# Kentucky the basketball state!!!!!



## americanfighter (Sep 27, 2006)

The state of kentucky is sweeping NCAA basketball. The university I go to Bellarmine University in Louisville Kentucky just won the NCAA D2 national championship last week. Pikeville just won the NAIA national championship and kentucky is on their way to winning the D1 NCAA national championship. If Kentucky wins then the state of kentuck will have clinched 2 NCAA champions out of 3 and cmpleat the trifecta of 3 national championships total in one year! raise01:


----------



## Leroy Green (May 12, 2011)

Im from NY, and moved to NC 4 yrs ago.
Although I have never been to Kentucky.
My assumption is

NC > CA> NY> kentucky

NC has Duke, North Carolina, NC State, and the Bobcats.
NC is also where Jordan learned the game.


----------



## Will Munny (Jun 4, 2011)

Good call Leroy.

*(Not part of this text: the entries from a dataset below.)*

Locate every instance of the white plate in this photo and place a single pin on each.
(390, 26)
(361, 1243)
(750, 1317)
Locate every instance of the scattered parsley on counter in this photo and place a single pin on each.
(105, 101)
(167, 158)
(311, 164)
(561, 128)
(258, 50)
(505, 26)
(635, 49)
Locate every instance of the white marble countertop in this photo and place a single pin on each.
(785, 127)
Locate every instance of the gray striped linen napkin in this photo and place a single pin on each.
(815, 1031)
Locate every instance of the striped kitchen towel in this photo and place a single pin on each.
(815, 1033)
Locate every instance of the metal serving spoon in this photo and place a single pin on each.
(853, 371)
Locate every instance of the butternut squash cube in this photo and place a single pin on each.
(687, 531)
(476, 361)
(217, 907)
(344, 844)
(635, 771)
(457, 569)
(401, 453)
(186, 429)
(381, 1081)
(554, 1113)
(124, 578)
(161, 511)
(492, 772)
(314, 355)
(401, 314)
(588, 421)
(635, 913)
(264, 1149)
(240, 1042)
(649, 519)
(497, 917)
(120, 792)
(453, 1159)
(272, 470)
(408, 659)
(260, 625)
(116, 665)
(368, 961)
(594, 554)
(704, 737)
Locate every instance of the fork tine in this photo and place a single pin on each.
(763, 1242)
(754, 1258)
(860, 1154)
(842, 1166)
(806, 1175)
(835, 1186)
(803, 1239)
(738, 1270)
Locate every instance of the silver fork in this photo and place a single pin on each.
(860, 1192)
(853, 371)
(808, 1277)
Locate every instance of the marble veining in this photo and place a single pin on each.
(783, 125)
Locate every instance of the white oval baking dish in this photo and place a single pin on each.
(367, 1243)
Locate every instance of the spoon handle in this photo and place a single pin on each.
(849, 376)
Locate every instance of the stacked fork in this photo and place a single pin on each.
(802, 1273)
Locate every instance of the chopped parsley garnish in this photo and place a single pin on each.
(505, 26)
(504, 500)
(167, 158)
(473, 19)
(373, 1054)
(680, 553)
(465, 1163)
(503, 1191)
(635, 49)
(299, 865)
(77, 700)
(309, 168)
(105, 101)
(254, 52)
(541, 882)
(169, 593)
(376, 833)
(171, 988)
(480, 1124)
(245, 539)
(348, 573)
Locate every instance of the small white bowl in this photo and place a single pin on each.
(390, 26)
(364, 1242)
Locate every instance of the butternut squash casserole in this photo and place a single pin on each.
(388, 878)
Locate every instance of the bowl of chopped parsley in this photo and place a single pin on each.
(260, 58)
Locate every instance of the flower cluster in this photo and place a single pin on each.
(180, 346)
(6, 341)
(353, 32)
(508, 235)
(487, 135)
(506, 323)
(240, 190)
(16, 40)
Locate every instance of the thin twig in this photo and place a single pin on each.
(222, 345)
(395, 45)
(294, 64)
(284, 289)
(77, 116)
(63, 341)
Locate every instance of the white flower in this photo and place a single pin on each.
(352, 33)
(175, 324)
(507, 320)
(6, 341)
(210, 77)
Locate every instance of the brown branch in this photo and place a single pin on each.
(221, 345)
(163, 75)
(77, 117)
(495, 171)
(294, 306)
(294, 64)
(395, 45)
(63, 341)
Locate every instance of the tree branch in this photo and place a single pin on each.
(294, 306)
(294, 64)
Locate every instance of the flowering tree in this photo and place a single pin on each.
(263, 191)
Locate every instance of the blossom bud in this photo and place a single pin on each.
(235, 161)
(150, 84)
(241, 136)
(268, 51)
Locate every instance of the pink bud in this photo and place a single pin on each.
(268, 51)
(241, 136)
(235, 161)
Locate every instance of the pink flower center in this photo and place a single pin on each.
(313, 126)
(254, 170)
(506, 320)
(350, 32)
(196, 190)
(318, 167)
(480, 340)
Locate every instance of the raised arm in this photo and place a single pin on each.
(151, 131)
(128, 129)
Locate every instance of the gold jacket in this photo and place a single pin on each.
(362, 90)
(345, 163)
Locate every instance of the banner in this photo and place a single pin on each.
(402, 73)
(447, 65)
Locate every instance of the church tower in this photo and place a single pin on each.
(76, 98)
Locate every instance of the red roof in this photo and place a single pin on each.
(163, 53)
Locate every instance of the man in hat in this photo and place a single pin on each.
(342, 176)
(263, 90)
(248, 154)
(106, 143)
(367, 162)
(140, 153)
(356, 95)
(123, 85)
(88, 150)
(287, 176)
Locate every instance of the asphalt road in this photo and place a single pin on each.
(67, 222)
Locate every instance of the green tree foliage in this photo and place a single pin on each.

North Carolina shits all over Kentucky basketball wise.


----------



## jet510 (Jul 19, 2011)

kentucky has been killin it lately tho. best recruiting in the nation. calipari doin a great job. rose, wall, and knight! and those are just there PG's


----------



## americanfighter (Sep 27, 2006)

well honestly i am a louisville fan however in relation to UNC 

UK is second with 7 national championships and has the most wins in ncaa basketball history with and has 2052 wins total 

NC is tied for 3 and has 5 championships and and third in wins with 2033. 

so UK has more chapionships and more wins than UNC so i guess UK shits all over UNC :thumbsup:


----------



## jet510 (Jul 19, 2011)

americanfighter said:


> well honestly i am a louisville fan however in relation to UNC
> 
> UK is second with 7 national championships and has the most wins in ncaa basketball history with and has 2052 wins total
> 
> ...


lol great points americanfighter. uk does shit on unc


----------